11 chem, week 15 - Mom, the Atmosphere is Gassy Again!

Hey y'all, it's Liam again.  Let's go straight into it!

Science Cat getting down to business

This is almost it, guys: the second-last blog post of the course!  This last unit was thankfully covered entirely in one module, and is about gases and, you guessed it, atmospheric chemistry.  
First off, I learned about the "ideal gas laws", so called because they apply perfectly to ideal gases (any gas made of particles that only have perfectly elastic collisions).  However, most gases behave  (with a small amount of error) like ideal gases, so scientists are able to apply these laws to most everyday gases as well.  Here they are:

1. Robert Boyle's Law: The pressure inside a gas-containing container increases when the size of the container decreases.  This relationship changes at the same rate for every gas
2. Jacques Charles' Law: The hotter a gas, the larger its volume
3. Amedeo Avogadro's Law: As the number of gas molecules inside a container is increased, so too is its volume

These relationships are very important later on, as is the kinetic theory:

1. Kinetic Theory Assumptions:
1. Gas particles are treated as hard, perfect spheres with insignificant volume
2. Particles are constantly moving in rapid, constant, random, straight-line paths
3. All collisions between particles is perfectly elastic

After that was research on different types of pressure and different ways of measuring said pressures.  Gas pressure is a pressure resulting from the force that this gas exerts per unit of surface area on an object.  A vacuum is an area with no particles and hence no pressure at all.  (Fun fact: while space is often called a vacuum, it is not a true vacuum as there are still a tiny number of particles in every square meter of space)  As we know, we have an atmosphere, and although we can't actively feel it, it exerts a pressure on everything.  Atmospheric pressure results from the collisions of atoms and molecules in the air with other objects.  
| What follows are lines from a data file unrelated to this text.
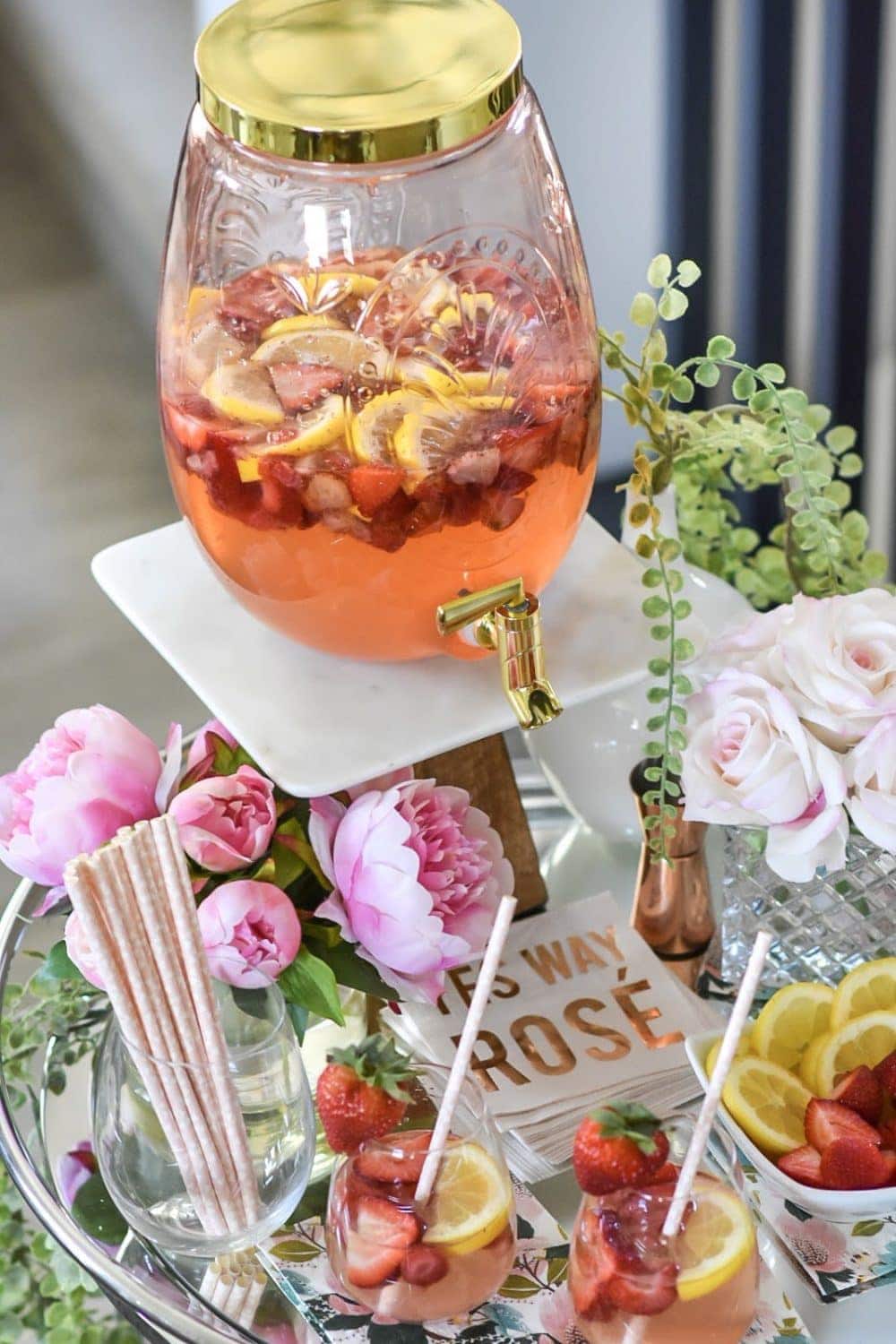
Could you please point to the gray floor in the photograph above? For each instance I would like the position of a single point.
(82, 467)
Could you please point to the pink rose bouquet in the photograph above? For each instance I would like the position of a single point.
(797, 733)
(408, 871)
(417, 878)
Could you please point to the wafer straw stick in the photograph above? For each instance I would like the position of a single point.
(484, 983)
(700, 1137)
(80, 886)
(120, 908)
(139, 854)
(183, 910)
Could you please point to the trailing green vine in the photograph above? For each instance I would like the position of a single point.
(767, 435)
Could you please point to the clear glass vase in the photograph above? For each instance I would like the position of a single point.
(823, 927)
(142, 1159)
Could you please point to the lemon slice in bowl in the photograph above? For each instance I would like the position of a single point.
(745, 1047)
(300, 323)
(868, 988)
(323, 343)
(864, 1040)
(769, 1104)
(470, 1203)
(809, 1064)
(716, 1244)
(790, 1021)
(244, 392)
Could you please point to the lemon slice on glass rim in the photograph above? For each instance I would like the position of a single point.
(868, 988)
(769, 1102)
(791, 1019)
(716, 1242)
(470, 1203)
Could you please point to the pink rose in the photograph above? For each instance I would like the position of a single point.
(226, 822)
(81, 951)
(250, 932)
(750, 761)
(871, 771)
(417, 874)
(202, 750)
(88, 776)
(833, 658)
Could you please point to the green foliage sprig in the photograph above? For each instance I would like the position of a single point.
(767, 435)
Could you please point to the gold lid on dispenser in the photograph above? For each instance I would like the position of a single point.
(358, 81)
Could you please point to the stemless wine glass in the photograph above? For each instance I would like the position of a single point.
(440, 1260)
(134, 1153)
(629, 1282)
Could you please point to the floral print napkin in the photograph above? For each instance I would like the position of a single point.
(533, 1306)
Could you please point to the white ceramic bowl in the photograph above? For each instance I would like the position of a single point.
(837, 1206)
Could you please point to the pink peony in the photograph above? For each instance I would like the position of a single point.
(417, 874)
(81, 951)
(250, 932)
(88, 776)
(202, 750)
(226, 822)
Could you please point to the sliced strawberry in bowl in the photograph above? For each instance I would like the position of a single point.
(829, 1120)
(887, 1131)
(802, 1166)
(863, 1091)
(303, 386)
(852, 1163)
(885, 1073)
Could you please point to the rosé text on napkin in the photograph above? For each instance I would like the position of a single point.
(584, 994)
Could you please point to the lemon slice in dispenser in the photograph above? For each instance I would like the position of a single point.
(244, 392)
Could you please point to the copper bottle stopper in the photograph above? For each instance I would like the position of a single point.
(672, 908)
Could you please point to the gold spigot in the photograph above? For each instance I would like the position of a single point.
(508, 618)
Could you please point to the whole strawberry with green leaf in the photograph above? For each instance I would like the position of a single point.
(618, 1145)
(363, 1093)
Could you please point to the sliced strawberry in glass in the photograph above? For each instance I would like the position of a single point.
(500, 510)
(303, 386)
(643, 1295)
(525, 446)
(476, 467)
(327, 494)
(373, 487)
(257, 298)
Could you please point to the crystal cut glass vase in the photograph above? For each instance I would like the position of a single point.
(823, 927)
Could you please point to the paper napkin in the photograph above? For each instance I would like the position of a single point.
(582, 1012)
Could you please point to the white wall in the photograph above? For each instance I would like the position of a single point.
(118, 75)
(115, 80)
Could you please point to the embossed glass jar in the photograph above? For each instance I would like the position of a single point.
(376, 341)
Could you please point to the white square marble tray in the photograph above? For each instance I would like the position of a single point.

Now obviously we must have a way to measure this pressure, and it is called a barometer.  It works by having a foot-long tube attached to a basin filled with mercury, with the tube being a vacuum so as to not impede the mercury when it rises.  Speaking of which, the mercury rises when there is more atmospheric pressure as there is more "atmosphere", so to speak, pressing down on the basin, thus pushing the mercury up the tube.  This creates equilibrium between the internal and external pressures, and is a fairly accurate way of measuring atmospheric pressure.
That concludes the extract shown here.